= Robert Richard Wilson =

Australian farmer and politician

Robert Richard Wilson (29 May 1891 – 26 Apr 1969) was a farmer and politician in South Australia.

==History==
Born at Ardrossan, South Australia, he was for many years a successful farmer, grazier and dairyman of Yeelanna, South Australia. He was President of the Yeelanna Mutual Improvement Society, and Secretary of the Agricultural Bureau. He was on the board of Urrbrae Agricultural High School and a State vice-president of the Returned Sailors', Soldiers' and Airmen's Imperial League of Australia.

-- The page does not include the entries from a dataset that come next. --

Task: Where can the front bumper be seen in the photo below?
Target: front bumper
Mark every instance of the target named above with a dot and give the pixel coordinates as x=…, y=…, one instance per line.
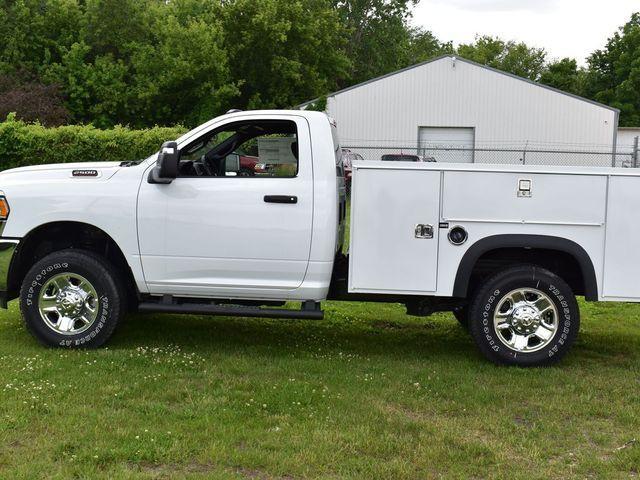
x=8, y=248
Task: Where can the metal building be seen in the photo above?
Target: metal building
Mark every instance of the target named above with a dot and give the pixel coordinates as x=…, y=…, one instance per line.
x=452, y=109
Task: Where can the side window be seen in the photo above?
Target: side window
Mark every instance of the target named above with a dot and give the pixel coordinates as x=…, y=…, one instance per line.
x=265, y=148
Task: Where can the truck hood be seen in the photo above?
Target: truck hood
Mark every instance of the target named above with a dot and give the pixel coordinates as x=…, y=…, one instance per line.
x=85, y=171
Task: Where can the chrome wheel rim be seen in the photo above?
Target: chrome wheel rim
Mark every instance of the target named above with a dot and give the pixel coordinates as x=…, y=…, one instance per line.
x=526, y=320
x=68, y=304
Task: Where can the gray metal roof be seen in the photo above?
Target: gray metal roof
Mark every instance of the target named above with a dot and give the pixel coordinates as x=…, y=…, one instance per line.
x=470, y=62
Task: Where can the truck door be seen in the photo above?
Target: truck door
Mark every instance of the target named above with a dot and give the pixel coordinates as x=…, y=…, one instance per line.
x=238, y=219
x=394, y=230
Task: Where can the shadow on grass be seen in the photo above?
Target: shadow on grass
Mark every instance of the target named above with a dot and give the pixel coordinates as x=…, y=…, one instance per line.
x=389, y=334
x=413, y=338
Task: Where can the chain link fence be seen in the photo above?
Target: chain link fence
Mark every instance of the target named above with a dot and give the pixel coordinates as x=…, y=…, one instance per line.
x=624, y=157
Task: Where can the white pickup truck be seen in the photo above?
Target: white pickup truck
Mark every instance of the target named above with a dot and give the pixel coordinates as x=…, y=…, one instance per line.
x=190, y=230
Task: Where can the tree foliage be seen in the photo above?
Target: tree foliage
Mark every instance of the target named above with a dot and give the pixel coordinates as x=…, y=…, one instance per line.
x=512, y=57
x=167, y=62
x=614, y=72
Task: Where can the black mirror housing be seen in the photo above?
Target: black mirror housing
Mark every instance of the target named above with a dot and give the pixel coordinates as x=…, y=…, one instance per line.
x=166, y=169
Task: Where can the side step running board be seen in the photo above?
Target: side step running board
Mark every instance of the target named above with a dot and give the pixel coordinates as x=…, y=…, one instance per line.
x=309, y=311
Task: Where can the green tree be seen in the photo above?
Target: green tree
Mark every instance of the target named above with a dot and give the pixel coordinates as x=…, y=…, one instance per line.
x=613, y=77
x=283, y=53
x=424, y=45
x=509, y=56
x=377, y=34
x=565, y=75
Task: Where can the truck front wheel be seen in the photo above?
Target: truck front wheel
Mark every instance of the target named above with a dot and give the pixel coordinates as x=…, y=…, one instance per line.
x=525, y=316
x=71, y=299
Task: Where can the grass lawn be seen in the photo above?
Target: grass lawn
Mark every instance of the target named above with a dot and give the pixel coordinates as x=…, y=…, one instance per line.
x=367, y=393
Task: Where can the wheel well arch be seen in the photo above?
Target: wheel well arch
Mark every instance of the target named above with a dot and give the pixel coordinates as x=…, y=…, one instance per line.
x=55, y=236
x=560, y=255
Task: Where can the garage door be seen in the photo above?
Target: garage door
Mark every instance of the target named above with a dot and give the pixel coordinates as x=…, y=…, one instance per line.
x=447, y=144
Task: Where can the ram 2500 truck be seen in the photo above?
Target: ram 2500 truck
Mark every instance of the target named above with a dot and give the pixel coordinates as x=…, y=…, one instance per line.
x=506, y=248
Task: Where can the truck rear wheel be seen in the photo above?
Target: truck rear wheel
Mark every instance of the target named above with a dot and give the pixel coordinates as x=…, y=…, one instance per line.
x=525, y=316
x=71, y=299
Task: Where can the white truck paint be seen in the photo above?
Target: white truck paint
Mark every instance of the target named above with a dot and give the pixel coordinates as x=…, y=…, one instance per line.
x=198, y=244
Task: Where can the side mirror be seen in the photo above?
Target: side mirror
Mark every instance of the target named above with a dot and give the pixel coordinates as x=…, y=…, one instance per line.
x=166, y=169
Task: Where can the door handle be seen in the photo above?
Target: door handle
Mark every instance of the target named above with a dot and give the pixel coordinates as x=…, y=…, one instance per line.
x=424, y=231
x=280, y=199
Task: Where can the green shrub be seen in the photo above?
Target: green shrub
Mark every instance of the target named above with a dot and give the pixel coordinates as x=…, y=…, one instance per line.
x=24, y=144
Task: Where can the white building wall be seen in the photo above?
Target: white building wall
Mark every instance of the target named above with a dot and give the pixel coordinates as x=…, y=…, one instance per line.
x=626, y=137
x=504, y=111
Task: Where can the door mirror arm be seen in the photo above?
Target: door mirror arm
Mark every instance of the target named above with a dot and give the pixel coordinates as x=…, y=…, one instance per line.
x=166, y=169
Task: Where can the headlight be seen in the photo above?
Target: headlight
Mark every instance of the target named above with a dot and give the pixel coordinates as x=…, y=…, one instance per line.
x=4, y=208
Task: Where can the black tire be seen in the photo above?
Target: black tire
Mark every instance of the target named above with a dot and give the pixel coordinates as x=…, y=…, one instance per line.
x=499, y=287
x=109, y=304
x=462, y=315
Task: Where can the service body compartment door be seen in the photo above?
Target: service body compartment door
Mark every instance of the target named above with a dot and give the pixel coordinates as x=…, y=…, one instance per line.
x=394, y=231
x=622, y=255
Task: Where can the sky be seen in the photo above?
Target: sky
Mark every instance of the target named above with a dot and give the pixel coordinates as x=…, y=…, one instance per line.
x=564, y=28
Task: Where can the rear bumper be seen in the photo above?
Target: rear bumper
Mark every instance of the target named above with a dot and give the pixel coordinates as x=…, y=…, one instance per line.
x=8, y=248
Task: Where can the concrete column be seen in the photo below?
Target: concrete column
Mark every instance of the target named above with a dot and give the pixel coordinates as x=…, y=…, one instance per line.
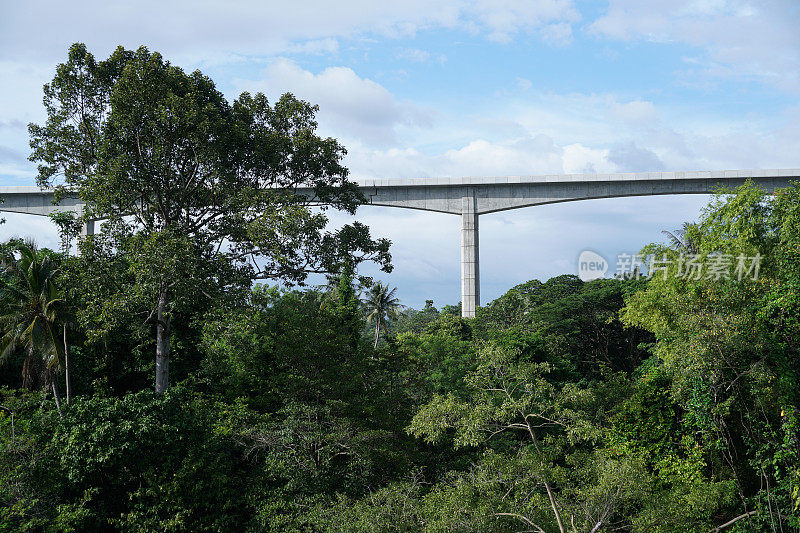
x=470, y=271
x=88, y=228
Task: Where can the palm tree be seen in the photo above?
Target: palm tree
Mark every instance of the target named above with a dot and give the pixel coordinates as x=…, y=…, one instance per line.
x=29, y=310
x=381, y=304
x=681, y=239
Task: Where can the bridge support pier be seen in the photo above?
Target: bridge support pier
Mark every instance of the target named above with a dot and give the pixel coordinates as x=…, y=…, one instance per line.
x=470, y=271
x=87, y=228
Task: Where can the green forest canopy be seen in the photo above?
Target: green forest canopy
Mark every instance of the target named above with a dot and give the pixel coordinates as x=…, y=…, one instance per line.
x=662, y=405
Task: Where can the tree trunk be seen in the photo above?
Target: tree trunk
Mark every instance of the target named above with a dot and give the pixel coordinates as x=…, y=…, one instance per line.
x=377, y=332
x=55, y=393
x=66, y=366
x=162, y=345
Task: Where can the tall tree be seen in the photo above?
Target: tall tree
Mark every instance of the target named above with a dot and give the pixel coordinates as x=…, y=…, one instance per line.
x=381, y=304
x=199, y=194
x=30, y=305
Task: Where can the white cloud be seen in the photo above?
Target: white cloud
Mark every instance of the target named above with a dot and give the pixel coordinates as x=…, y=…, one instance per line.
x=736, y=38
x=503, y=19
x=350, y=106
x=186, y=29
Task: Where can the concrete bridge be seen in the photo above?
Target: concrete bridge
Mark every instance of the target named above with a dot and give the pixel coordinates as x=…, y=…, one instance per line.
x=471, y=197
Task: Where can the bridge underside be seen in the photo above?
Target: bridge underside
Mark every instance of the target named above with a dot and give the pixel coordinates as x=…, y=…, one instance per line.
x=471, y=197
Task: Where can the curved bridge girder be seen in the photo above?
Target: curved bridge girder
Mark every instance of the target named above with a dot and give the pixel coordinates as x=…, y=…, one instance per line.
x=471, y=197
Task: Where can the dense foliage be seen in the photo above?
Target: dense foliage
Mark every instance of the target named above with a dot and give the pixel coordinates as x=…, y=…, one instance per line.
x=667, y=404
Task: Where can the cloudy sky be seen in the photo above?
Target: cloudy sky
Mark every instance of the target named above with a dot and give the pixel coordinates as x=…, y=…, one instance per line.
x=463, y=88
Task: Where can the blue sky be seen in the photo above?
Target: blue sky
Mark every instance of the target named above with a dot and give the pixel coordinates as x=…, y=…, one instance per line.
x=451, y=88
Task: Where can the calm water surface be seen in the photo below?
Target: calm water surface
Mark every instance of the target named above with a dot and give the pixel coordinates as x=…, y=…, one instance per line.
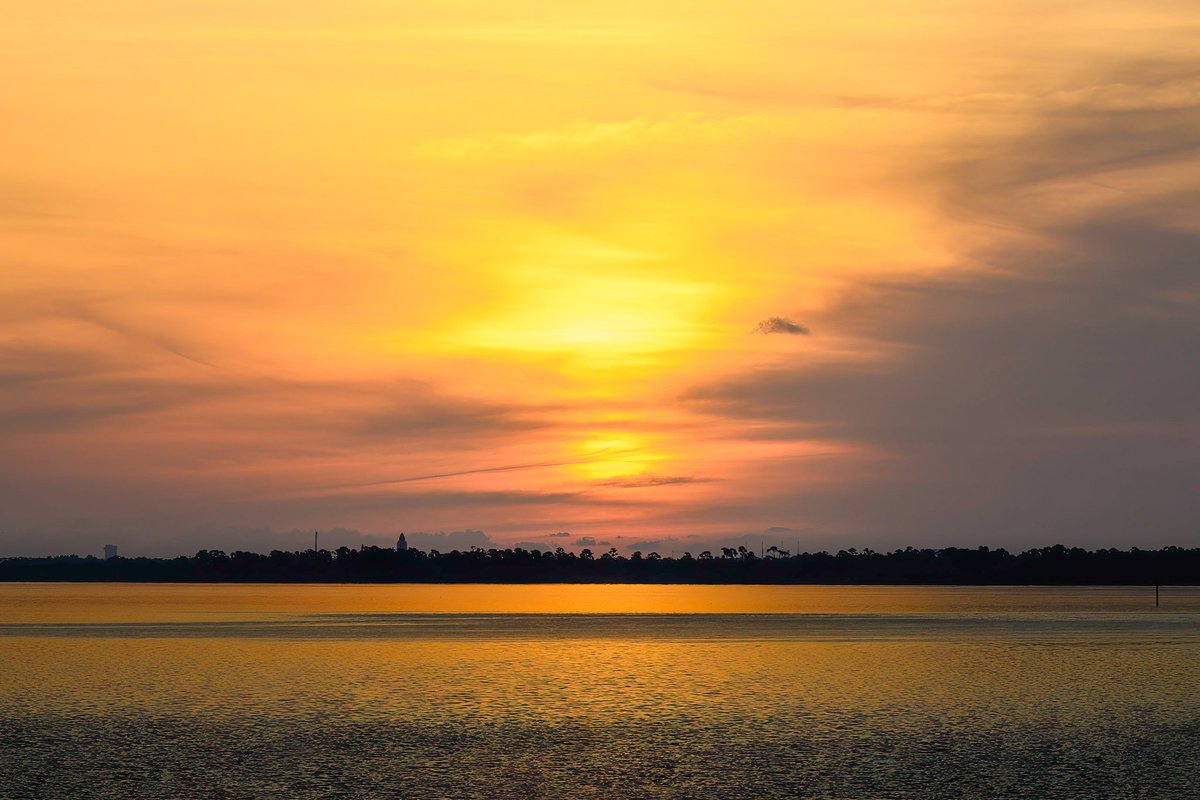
x=588, y=691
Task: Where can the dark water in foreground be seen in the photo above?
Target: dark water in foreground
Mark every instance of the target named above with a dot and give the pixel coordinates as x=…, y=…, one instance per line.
x=118, y=691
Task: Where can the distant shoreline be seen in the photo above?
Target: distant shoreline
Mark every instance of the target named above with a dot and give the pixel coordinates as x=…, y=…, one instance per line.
x=1048, y=566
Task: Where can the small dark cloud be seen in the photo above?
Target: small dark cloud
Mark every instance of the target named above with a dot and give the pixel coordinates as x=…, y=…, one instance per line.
x=643, y=481
x=533, y=546
x=780, y=325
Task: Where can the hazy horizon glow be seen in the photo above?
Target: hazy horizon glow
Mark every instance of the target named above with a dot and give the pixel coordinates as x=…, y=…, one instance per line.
x=651, y=274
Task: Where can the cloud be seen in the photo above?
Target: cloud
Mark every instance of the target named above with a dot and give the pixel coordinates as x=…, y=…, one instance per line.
x=457, y=540
x=648, y=481
x=780, y=325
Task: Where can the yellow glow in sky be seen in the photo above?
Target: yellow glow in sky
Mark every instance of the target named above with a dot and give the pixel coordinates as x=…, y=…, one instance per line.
x=481, y=262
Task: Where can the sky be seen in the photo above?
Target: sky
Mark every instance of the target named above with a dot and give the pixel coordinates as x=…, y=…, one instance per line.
x=653, y=275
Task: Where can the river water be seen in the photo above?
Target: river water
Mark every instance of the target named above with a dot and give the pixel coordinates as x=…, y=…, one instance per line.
x=598, y=691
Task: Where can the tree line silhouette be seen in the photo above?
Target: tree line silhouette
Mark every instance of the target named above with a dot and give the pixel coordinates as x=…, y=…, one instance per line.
x=1056, y=565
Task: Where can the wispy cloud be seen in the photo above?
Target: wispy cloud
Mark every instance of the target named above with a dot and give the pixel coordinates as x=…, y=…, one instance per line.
x=780, y=325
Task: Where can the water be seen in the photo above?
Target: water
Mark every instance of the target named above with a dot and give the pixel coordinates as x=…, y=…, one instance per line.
x=633, y=691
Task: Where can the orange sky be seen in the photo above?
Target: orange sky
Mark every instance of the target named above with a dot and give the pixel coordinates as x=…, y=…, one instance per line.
x=436, y=266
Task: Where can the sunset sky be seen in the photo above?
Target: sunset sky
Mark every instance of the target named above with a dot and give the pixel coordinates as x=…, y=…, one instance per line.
x=651, y=275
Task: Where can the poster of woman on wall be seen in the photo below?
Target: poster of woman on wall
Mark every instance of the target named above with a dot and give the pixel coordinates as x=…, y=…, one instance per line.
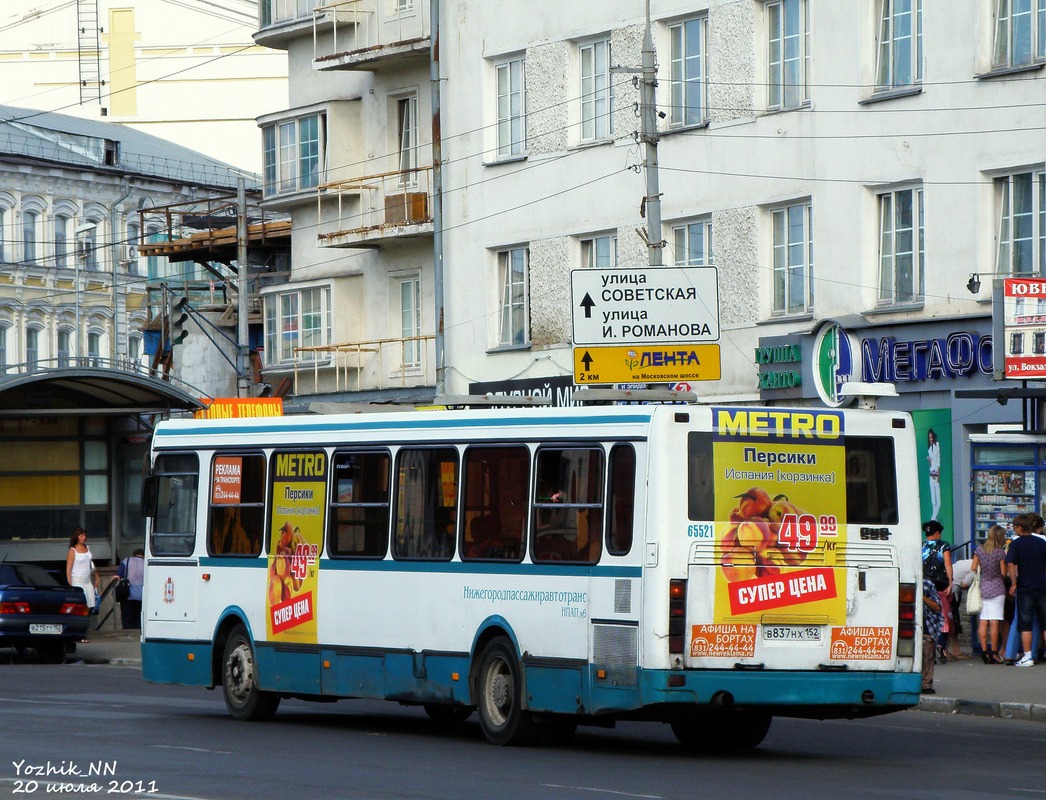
x=933, y=435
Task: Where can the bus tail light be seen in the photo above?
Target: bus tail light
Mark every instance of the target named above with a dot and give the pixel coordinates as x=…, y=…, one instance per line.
x=677, y=615
x=906, y=619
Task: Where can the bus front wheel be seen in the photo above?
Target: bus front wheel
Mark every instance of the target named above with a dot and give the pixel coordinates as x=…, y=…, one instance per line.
x=499, y=688
x=734, y=731
x=243, y=696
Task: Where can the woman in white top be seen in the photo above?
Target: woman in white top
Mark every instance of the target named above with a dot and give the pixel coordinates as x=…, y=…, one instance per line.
x=80, y=568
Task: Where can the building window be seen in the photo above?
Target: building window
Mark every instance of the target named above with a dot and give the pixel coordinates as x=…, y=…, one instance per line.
x=292, y=154
x=62, y=241
x=510, y=78
x=900, y=52
x=692, y=244
x=407, y=126
x=65, y=351
x=1020, y=32
x=410, y=320
x=688, y=63
x=512, y=278
x=901, y=248
x=788, y=59
x=298, y=318
x=1022, y=224
x=599, y=252
x=793, y=258
x=597, y=103
x=29, y=220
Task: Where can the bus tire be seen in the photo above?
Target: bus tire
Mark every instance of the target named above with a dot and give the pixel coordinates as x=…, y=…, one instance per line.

He served in the Legislative Council for the Liberal and Country League from 14 May 1949 to 5 March 1965, after filling a vacancy left by the death of Albert Percy Blesing.

==Family==
He married Hilda; they had one son and four daughters:
- Robert John "Bob" Wilson (31 July 1922 – 1 November 1943) pilot with RAAF; killed in aircraft accident at Geraldton, Western Australia.
- Joan Beatrice Wilson (15 July 1924 – )
- Shirley May Wilson 1927- 1998
- Ruth (1929- 1994) married (divorced) Elliot Bobrige (11 February 1931 - 24 March 2017)
- Margaret
Sometime before May 1949 they moved to Stephen Terrace, Gilberton.